虞卿卿在后厨,帮卫清昭一起包扁食,清昭姐已将馅料调好,正在擀面皮。
从前在余杭老家,过年是要吃汤圆的,只是来了京城以后,发现此地除夕都吃扁食,与老家习俗大有不同。
虞卿卿起先吃不惯,如今也爱上了北方面食。
夜溟修来找她时,见她正娴熟地将扁食一个个放在面板上,那东西状似小船,精致小巧,玲珑可爱。
“这就是扁食?”
夜溟修走过来,洗干净手,准备帮忙一起包。
虞卿卿有些诧异:“你没吃过?”
夜溟修摇了摇头:“宫......府里从未见过这种吃食。”
“扁食又叫饺子,北方人过除夕,都要吃这东西,很好吃。”
虞卿卿一边包,一边给他解释。
卫清昭不易察觉地白了夜溟修一眼。
虞卿卿本该与她弟弟喜结良缘,却横生冒出一个外男,将本属于弟弟的妻子,抢走了。
她对夜溟修,自然没什么好脸色。
“听闻叶大人是大理寺卿,果真是身居高位之人,连扁食都没见过。”
虞淮山推了未婚妻一下,小声嘀咕;“少说两句。”
“怎么包?你教我。”
夜溟修并不理会卫清昭的冷嘲热讽,只柔和地望着虞卿卿,当虞淮山两口子不存在。
“这样。”
虞卿卿给他示范,包了一个。
这时,卫子轩也走进后厨,准备帮忙。
夜溟修一看到他,脸色顿时沉下来,想起方才书信上看到的那些字句,一股嫉妒之火蹿上心头。

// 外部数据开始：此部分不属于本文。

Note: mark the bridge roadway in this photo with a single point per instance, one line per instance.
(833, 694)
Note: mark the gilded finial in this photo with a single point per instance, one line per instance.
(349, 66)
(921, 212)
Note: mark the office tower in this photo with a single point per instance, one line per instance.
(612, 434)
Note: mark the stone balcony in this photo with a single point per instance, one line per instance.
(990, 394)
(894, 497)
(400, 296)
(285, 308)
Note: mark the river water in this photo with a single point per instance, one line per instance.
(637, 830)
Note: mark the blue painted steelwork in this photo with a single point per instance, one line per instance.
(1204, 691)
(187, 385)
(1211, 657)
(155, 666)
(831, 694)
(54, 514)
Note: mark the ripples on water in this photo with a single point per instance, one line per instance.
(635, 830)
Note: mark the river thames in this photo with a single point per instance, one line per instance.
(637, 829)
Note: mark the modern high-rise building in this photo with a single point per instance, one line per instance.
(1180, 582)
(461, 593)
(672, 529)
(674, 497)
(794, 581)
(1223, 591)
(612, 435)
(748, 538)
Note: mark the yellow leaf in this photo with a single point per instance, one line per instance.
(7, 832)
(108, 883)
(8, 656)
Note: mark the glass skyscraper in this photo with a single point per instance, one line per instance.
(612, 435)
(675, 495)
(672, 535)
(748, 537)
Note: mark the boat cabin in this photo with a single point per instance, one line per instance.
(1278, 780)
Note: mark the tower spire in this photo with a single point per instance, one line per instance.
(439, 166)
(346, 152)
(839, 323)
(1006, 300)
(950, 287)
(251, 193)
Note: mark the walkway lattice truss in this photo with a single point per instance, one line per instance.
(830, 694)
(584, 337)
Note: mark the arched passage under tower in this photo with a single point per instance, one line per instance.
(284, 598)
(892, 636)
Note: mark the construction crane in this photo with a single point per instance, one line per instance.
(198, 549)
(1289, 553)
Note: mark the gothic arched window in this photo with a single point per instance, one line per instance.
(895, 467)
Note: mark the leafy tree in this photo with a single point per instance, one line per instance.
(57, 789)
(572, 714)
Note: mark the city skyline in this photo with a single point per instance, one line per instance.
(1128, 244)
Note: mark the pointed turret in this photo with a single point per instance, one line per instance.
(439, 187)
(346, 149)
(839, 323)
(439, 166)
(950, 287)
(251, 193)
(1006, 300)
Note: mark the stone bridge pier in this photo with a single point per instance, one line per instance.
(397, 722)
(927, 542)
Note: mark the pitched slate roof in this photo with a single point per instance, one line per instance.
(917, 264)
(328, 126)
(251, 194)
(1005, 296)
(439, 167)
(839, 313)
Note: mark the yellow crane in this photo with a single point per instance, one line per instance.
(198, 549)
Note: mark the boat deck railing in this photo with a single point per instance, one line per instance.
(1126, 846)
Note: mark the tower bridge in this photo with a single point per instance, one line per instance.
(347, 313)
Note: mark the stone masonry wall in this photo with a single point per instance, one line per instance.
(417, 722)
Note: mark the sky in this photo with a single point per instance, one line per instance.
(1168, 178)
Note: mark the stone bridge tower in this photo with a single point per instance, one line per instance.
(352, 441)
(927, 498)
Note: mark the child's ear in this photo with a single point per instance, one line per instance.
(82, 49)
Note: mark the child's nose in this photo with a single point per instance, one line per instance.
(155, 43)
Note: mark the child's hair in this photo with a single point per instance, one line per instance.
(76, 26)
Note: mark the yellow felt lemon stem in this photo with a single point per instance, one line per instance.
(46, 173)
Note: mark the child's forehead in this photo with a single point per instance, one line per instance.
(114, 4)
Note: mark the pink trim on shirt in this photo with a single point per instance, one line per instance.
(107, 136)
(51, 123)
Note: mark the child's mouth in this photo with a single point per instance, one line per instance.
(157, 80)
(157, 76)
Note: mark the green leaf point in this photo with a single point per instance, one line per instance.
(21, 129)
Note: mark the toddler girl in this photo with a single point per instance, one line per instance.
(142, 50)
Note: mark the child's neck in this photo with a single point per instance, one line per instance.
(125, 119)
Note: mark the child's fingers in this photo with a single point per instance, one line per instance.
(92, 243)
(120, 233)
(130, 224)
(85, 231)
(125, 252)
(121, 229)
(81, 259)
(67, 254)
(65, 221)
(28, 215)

他忽然将虞卿卿拽到身前,两只手臂从她腰身两侧,伸到前面,将她圈进怀里。
高大挺拔的身形,顿时将她娇小柔弱的身躯,包在怀里。
骨节分明的大手,握住她柔嫩白皙的小手。
“学不会,你手把手教我。”
他低沉的声音响在耳边,薄唇贴向她鬓角的发线,撩拨起一丝炽热的气息。
骤然亲密的搂抱之姿,让虞卿卿羞涩难当,还当着兄长,嫂嫂和卫子轩的面。
她的脸“刷”一下就红了,微缩脖颈想躲开他的亲昵。
可他手臂将她牢牢禁锢在怀,哪里躲得掉。
只能故作镇定地将一张面皮放在手里,舀了一勺馅料放进面皮,给他演示。
“这样包......”
夜溟修低笑一声,握住她白皙的手,拿了一张面皮放在她掌心。
大手裹住她的小手,控制着她青葱柔夷的指尖,捏紧扁食外皮。
“是这样吗?”
虞卿卿羞涩地点着头,感觉到对面三人尴尬又诧异的视线,落在他二人身上。
一张脸烧得更红了。
眼见二人旁若无人,亲密叠加搂在一起,虞淮山重重地咳了一声,想打破厨房内过于暧昧的氛围。
“叶大人第一次包扁食,包这么好啊。”
大哥没话找话,纯纯尬聊。
大庭广众之下包个扁食都能这般调情,私下里得腻歪成什么样。
卫清昭拿了两块小巧的糖糕,放到面板上。
“我们老家有个习俗,将两块糖糕包进扁食,若恰好被一男一女吃到,便预示着月老给他们牵了红线,是要拜堂成亲的。”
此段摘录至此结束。